Toujours est-il que la priorité pour les représentants du secteur bancaire libanais est désormais d’éteindre ce nouvel incendie, qui survient une semaine après la dégradation de la notation souveraine du pays par l’agence de notation américaine Fitch. Le soir de l’annonce de la décision américaine, l’Association des banques du Liban avait été l’une des premières à réagir en assurant que les sanctions imposées à JBT n’auront « aucun impact sur le secteur bancaire libanais, de quelque manière que ce soit ». L’association est revenue à la charge hier après-midi en publiant un deuxième communiqué dans lequel elle a rejeté les rumeurs selon lesquelles d’autres banques libanaises pourraient être à leur tour frappées par les sanctions américaines. Son président, Salim Sfeir, a déclaré, suite à une réunion à Baabda avec le président Michel Aoun, avoir eu l’assurance « côté américain » qu’il n’y avait pas de menaces pesant sur d’autres établissements libanais.

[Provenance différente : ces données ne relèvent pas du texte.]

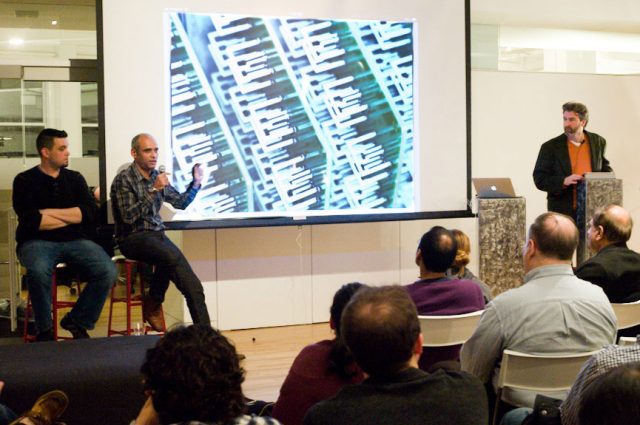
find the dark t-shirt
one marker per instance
(34, 190)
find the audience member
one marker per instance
(606, 359)
(436, 294)
(615, 268)
(45, 411)
(381, 329)
(193, 376)
(459, 270)
(137, 194)
(55, 218)
(320, 370)
(552, 312)
(612, 398)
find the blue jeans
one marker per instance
(84, 256)
(155, 248)
(516, 416)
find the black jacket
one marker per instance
(616, 269)
(554, 164)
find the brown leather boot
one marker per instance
(46, 409)
(152, 313)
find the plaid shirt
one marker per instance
(241, 420)
(136, 207)
(608, 358)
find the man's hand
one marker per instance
(572, 179)
(197, 175)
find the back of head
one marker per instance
(46, 136)
(340, 300)
(194, 375)
(464, 249)
(438, 249)
(616, 223)
(380, 326)
(612, 398)
(579, 108)
(555, 235)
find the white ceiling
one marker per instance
(592, 15)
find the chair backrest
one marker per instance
(443, 331)
(628, 314)
(540, 373)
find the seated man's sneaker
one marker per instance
(46, 410)
(68, 324)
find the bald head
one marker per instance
(611, 224)
(555, 235)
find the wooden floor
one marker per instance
(269, 352)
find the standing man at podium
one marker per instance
(563, 160)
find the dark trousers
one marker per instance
(170, 264)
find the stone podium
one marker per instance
(595, 191)
(502, 231)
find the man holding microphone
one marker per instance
(137, 194)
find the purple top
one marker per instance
(444, 297)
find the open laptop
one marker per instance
(494, 187)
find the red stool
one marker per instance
(56, 305)
(128, 298)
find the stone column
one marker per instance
(596, 191)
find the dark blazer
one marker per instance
(616, 269)
(554, 164)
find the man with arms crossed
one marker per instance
(137, 194)
(55, 215)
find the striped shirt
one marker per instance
(136, 207)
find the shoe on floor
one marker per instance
(46, 410)
(152, 313)
(68, 324)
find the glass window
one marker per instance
(13, 141)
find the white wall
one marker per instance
(287, 275)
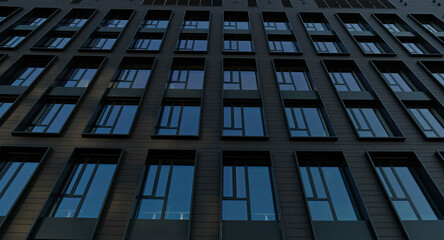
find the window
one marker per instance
(132, 75)
(196, 20)
(25, 75)
(306, 121)
(327, 46)
(406, 191)
(345, 80)
(147, 42)
(115, 118)
(292, 77)
(414, 47)
(197, 43)
(354, 27)
(429, 120)
(13, 39)
(238, 43)
(15, 172)
(398, 81)
(282, 44)
(5, 104)
(57, 41)
(243, 120)
(236, 21)
(117, 18)
(187, 75)
(179, 118)
(239, 77)
(327, 193)
(167, 190)
(393, 26)
(371, 47)
(80, 74)
(85, 191)
(247, 192)
(51, 117)
(369, 122)
(101, 41)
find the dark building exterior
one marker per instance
(211, 119)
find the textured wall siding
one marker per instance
(205, 218)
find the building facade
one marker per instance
(205, 120)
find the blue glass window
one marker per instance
(85, 191)
(406, 191)
(327, 194)
(253, 201)
(115, 118)
(306, 122)
(14, 175)
(368, 122)
(179, 119)
(132, 76)
(51, 117)
(167, 192)
(240, 120)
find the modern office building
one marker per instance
(222, 120)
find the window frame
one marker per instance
(337, 159)
(45, 152)
(428, 186)
(70, 94)
(43, 222)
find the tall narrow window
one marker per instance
(15, 172)
(79, 75)
(186, 74)
(429, 120)
(52, 117)
(238, 77)
(132, 75)
(167, 191)
(85, 191)
(327, 193)
(398, 81)
(247, 192)
(243, 120)
(179, 118)
(306, 121)
(115, 118)
(369, 122)
(345, 80)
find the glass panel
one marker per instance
(150, 209)
(234, 210)
(149, 183)
(240, 182)
(92, 205)
(180, 193)
(320, 211)
(228, 181)
(162, 182)
(404, 210)
(261, 194)
(306, 182)
(189, 124)
(15, 188)
(339, 195)
(67, 207)
(125, 121)
(416, 195)
(253, 121)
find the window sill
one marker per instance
(156, 136)
(260, 138)
(102, 135)
(329, 138)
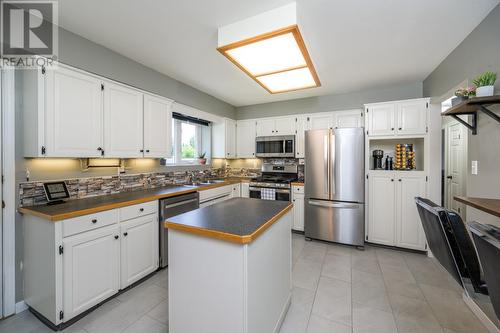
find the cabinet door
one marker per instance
(351, 118)
(265, 127)
(381, 211)
(302, 125)
(123, 121)
(139, 248)
(412, 117)
(245, 190)
(90, 269)
(74, 114)
(284, 126)
(230, 138)
(381, 119)
(245, 138)
(409, 232)
(298, 212)
(321, 121)
(157, 127)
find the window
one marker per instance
(190, 138)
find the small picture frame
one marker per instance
(56, 192)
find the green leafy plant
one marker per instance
(485, 79)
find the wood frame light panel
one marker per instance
(293, 70)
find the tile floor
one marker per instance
(336, 289)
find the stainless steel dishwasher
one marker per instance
(171, 207)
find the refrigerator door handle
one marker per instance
(333, 204)
(326, 166)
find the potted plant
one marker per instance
(463, 94)
(202, 159)
(485, 84)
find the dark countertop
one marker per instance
(79, 207)
(238, 220)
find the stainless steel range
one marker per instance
(274, 184)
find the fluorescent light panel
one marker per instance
(278, 61)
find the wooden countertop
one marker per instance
(238, 220)
(79, 207)
(490, 206)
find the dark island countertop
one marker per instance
(238, 220)
(79, 207)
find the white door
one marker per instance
(139, 248)
(321, 121)
(298, 212)
(157, 127)
(123, 121)
(90, 269)
(381, 208)
(381, 119)
(284, 126)
(409, 232)
(265, 127)
(456, 167)
(245, 138)
(230, 138)
(345, 119)
(74, 114)
(412, 117)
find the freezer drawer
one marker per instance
(335, 221)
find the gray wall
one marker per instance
(479, 52)
(330, 102)
(82, 53)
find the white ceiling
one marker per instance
(355, 44)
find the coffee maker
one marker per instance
(378, 155)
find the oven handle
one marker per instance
(333, 204)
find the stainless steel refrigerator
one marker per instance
(334, 185)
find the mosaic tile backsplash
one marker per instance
(32, 193)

Le Liban n’est généralement pas considéré comme un mauvais élève en ce qui concerne le respect de la réglementation bancaire internationale en matière de transparence fiscale ainsi que dans le domaine de la lutte contre le blanchiment d’argent et le financement du terrorisme. La BDL a d’ailleurs publié, au début du mois, une circulaire (n° 523 du 7 août 2019) dans laquelle elle a renforcé les règles régissant les relations entre les banques libanaises et les « banques écrans » dans ce cadre. Au milieu du mois, le Forum mondial sur la transparence fiscale (FM) – une organisation intergouvernementale ayant pour but d’assurer l’application des normes internationales d’échange d’informations fiscales – a jugé le Liban « largement conforme » en matière de mise en œuvre des normes internationales de transparence et d’échange d’informations fiscales sur demande.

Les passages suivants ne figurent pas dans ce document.